Mr. Katz: Mr. Secretary, could I just ask a very immediate problem. The Interior Department proposes to call in the Foreign Petroleum Supply Committee, which is an institution that exists for dealing with emergencies. Has that come to your attention yet?

Secretary Kissinger: What would that do?

Mr. Katz: It really constitutes an anti-trust waiver. It permits them to call the companies in and talk about adjusting the supply lines to minimize the disruption. There are two issues. One is whether they should be called. I think they should be. And secondly, whether this should be done publicly. I don’t think it should be done publicly. But that requires a Presidential determination for an exemption on security grounds from the Freedom of Information Act.

Secretary Kissinger: We can get that, if that is the judgment.

Bill, when are they going with that oil message, do you know?

Mr.
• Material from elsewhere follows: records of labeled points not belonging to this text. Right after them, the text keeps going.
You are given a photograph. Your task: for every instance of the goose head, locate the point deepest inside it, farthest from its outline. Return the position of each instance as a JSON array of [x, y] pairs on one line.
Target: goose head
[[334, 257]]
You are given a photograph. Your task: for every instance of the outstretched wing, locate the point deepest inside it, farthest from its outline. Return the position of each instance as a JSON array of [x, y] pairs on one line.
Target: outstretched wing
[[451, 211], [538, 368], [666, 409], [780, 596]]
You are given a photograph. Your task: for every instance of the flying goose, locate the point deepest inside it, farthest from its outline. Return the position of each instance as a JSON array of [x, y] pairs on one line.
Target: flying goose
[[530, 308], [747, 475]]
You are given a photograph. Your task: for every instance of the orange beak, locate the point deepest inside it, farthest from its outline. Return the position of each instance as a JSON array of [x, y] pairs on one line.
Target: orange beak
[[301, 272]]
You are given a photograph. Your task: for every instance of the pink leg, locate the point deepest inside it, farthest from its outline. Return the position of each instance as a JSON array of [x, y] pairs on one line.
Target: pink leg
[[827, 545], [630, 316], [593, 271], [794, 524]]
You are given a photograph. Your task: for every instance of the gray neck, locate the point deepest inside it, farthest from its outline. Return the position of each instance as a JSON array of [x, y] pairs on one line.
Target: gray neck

Casey: I believe early next week—Tuesday.6

You have a memo on this Emergency Committee. I think it should go ahead.

(Whereupon at 4:00 p.m. the meeting was concluded.)

  1. Source: National Archives, RG 59, Transcripts of Secretary of State Kissinger’s Staff Meetings, 1973–1977, Box 720, Secretary’s Staff Meetings, 9/73–10/73. Secret. According to an attached list, the following people attended the meeting: Kissinger, Rush, Porter, Tarr, Kubisch, Casey, Sisco, Hummel, Ross, Springsteen, Pickering, Lord, Vest, and Katz.
  2. Not further identified.
  3. See Document 230.
  4. See Document 237.
  5. See Document 211.
  6. See footnote 2, Document 233.
  7. October 30. Possibly a reference to the President’s address of November 7; see Document 237.